O gece “Bak sen şu ufaklığa” dedi Tarık, “Ne de çabuk
büyümüşsün. Genç kız olmuşsun.”
Vildan’ın kalbi hopladı. “Yeni mi fark ettin?” dedi içinden.
Tarık’a sadece gülümsemekle yetindi.
“Hadi gel, ilk dansını benimle yap.”
Tam ağzına lokmasını atmaktayken gelmişti bu teklif.
Şule ile göz göze geldiler. Şule güldü.
Hemen kalktı “Peki, nasıl isterseniz” dedi. Piste doğru
yürüdüler. Çevredeki hanımların onaylayan bakışları üzerlerindeydi.
Yanakları kızardı dans ederlerken başı Tarık’ın omzundaydı.
“Hiç bakmayacak mısın bana?” Dedi delikanlı.
Başını kaldırdı. “Hah şöyle, yüzünü göreyim” dedi,
gülümsedi.
“Sen hep böyle çekingen miydin?”
“Değildim.”
“Bitti mi okul?”
“Evet, bitmek üzere”
“Nasıl?”
“Bir dersten ikmale kaldım”
“Hangisi?”
“Söylemeyeceğim.”
“Peki”
“Hangisi?”
“Niye ısrar ediyorsun?”
“Merak ettim”
“Kimya”
“Niye kaldın?”
“Laboratuvarda deney yaparken ufak bir kaza oldu.”

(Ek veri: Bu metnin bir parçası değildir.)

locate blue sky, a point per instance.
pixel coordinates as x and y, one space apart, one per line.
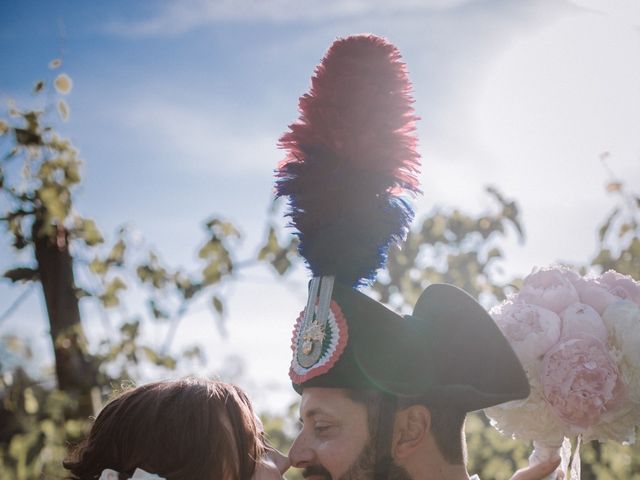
177 107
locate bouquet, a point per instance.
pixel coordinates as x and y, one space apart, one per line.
578 339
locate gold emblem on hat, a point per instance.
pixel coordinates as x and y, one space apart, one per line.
313 329
313 333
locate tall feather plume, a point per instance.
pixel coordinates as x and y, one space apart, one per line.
350 158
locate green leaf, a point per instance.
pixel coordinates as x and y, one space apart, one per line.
110 298
218 305
90 233
27 137
21 274
98 266
116 255
157 312
131 329
38 86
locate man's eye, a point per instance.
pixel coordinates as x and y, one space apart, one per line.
319 429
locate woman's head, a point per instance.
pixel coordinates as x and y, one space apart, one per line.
192 429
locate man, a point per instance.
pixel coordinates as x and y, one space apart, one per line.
383 396
342 427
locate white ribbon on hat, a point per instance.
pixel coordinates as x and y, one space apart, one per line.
139 474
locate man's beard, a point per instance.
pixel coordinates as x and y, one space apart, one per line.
363 468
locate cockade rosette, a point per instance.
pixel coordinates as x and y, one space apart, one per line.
578 339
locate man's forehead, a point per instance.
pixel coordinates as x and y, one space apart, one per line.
332 401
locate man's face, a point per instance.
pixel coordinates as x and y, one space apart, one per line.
334 441
334 433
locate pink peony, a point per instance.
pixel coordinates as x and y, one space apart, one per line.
580 381
530 329
550 288
595 294
580 319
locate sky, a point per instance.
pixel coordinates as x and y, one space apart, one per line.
176 109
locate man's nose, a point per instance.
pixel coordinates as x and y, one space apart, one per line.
300 453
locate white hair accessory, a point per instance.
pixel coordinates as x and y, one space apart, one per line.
139 474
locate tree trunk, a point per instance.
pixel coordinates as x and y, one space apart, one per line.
75 372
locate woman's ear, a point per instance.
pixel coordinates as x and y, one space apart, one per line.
410 429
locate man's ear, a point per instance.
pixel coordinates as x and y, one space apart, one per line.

“Havaya mı uçurdun okulu?”
“Neredeyse”
“Tehlikeli bir kadın tipi var sende” dedi eğlenerek.
“Biraz öyle galiba.”
Bütün gece konuşarak dans ederek geçmişti. Adeta zamanın
nasıl geçtiğini anlamadılar. Eğlenceli
bir düğün olmuştu. Misafirler yavaş yavaş ayrılmaya başladılar.

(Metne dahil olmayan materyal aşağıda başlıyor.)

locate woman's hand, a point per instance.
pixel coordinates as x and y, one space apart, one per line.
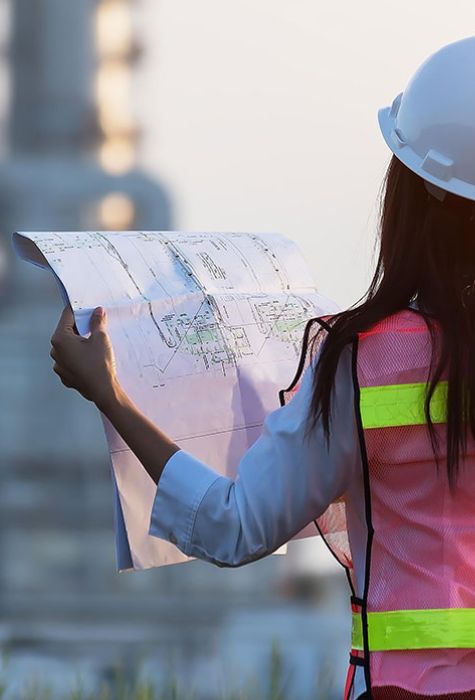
85 364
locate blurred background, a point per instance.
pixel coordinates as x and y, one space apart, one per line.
176 114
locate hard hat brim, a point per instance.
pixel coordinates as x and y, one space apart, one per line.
387 124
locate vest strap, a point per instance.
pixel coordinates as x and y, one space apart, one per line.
442 628
401 404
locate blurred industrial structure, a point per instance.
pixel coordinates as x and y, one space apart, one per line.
70 163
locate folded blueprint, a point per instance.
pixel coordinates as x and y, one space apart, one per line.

“Sen biraz daha kal, misafirleri yolcu edelim, ben seni
evine bırakırım” dedi Tarık.
“Beklerler evden”
“Yok canım, düğünün bu saate kadar uzayacağını tahmin
ederler.”
Müthiş bir gece olmuştu. Birkaç hafta evveline kadar böyle
bir şey olacağını, Tarık’la böyle samimi güzel bir akşam geçireceğini rüyasında
görse inanmazdı.
Rüksan’da çok güzel bir gelin olmuştu. Düğünden sonra,
başlarına gül yaprakları dökülerek, mutluluk dilekleriyle uğurlandılar
kulüpteki odalarına.
“Fayton çağırayım mı?” dedi Tarık.
“Yok yürüyelim, fazla uzak değil ev.”
Evin önüne geldiklerinde yanağına bir öpücük kondurdu. Elini
öptü. “Yarın akşam iskeleye gel, görüşelim” dedi.